As an industry, the rapid increase in importance of ESG use cases has come upon us faster than most structural changes. This is partly driven by the market, with investors opting for responsible investing and each deciding what that means to them, and partly by regulations stemming from international agreements on net-zero and other climate-related sustainability targets.
At this stage, many of our clients are finding that ESG is generating more questions than answers. The questions generally fall into two categories: those concerning business needs; and others around the data management and decision support capabilities required to deliver on those business needs.
Typical questions around business needs and ESG use cases include:
If I need to replace an investee company in my portfolio because its ESG scores are too low, how can I easily identify another company that has good ESG scores and the underlying financial fundamentals that justify an investment?
If ESG scores are not available for a company, how can I easily find its parent, or another company in the same group that is representative of the company in question, and use its ESG scores as a proxy for the missing ones?
What information do I need and what steps can I take, such that my clients have confidence that my portfolio, fund or ESG scores are not influenced by greenwashing?
What ESG-related challenges will I face when I aggregate my portfolios for reporting?
What granularity of data will I need for ESG-related risk analytics?

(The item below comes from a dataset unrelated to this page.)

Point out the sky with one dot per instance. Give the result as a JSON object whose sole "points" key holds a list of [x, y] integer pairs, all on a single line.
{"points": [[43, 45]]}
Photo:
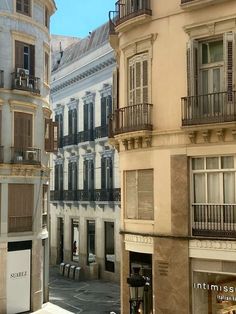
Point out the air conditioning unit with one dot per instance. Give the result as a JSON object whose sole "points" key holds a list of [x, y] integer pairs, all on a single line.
{"points": [[31, 155], [22, 72]]}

What will it take to screen out securities that are incompatible with my mandates for sustainability, or to screen for position sizes and sector allocations?
Typical questions around the technical capabilities needed to support the business include:
How do I efficiently operationalize my ESG data and apply the discipline of data governance?

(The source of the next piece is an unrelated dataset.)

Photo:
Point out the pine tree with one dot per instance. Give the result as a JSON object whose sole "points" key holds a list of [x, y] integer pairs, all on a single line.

How can I efficiently complete my Sustainable Finance Disclosure Regulation (SFDR) submissions and manage everything around the EU Taxonomy?
How do I satisfy the workflows for all lines of business and the functional needs and insights for investment management, client reporting, client analytics, ESG products and marketing?

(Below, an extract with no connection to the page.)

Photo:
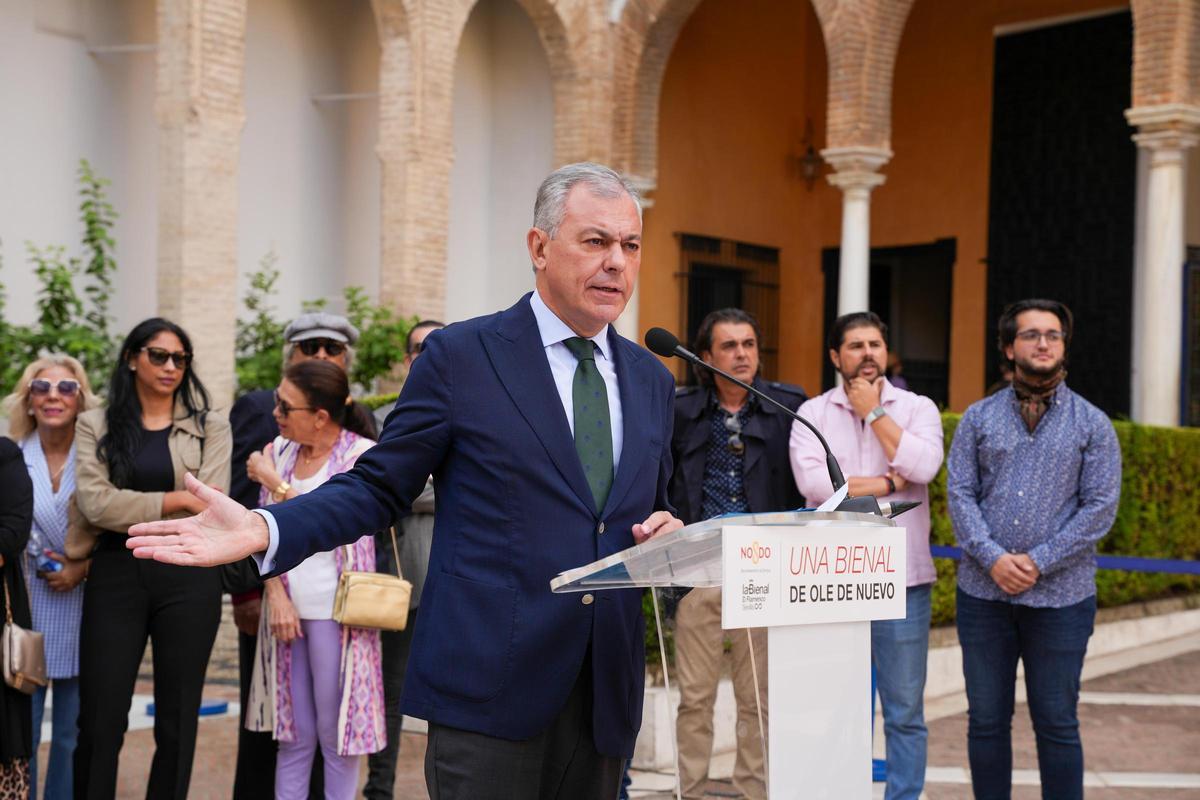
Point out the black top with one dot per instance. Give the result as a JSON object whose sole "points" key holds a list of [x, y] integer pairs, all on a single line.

How much of my ESG workload can I automate and how can I reduce integration effort?
What infrastructure, tools and capabilities do I need to put in place now to manage future ESG taxonomies, jurisdictional regulatory requirements and reporting templates?
With ESG criteria-based investing set to continue rapid growth, firms that offer ESG investments or research, and seek competitive advantage, are identifying many operational capabilities they need to consider. First, they need to make sense of all the relevant sources of data on ESG-compliant investments. Second, they need to know what is required to comply with regulations, such as the Markets in Financial Instruments Directive (MiFID II) sustainability preferences or the EU’s SFDR. Third, banks and investment firms need to understand operational ESG use cases for modeling, analyzing and publishing ESG data, reports and research, and how they can competitively meet those demands. This last step is complicated by the lack of standards for assessing ESG compatibility.
Firms offering ESG-aligned investments have identified data transparency, availability and data costs as significant challenges. Much of the discussion focuses on the lack of standard, publicly available ESG data from corporates. This has resulted in data products being offered by data vendors and ratings agencies that service a need but come with their own challenges around methodologies and standards. The key concern is that the usability and reliability of ESG ratings and data products needed to do business competitively and comply with regulations are undermined by a lack of transparency in the methodologies used by data and ratings vendors. Also, in some areas there is a lack of data, or gaps in the data available on investee corporates.
This makes effective tooling imperative, and this is where GoldenSource can help with ESG data management. To solve for the questions above, firms need to understand the use of ESG data and have easy integration of, access to, and querying of data from a network of vendors to get all the ESG data coverage that is relevant to their research, analysis, fund/portfolio management and reporting. Fundamental to achieving this will be built-in cross-referencing of the materiality of the data provided by different sources to arrive at as much normalization and standardization as possible.
Finally, to achieve maximum competitive advantage will also require automated workflows and validations for all those business processes, linkage between ESG, instrument and issuer/entity data, plus the ability to drill down into the underlying granular ESG data to uncover unique insights of value.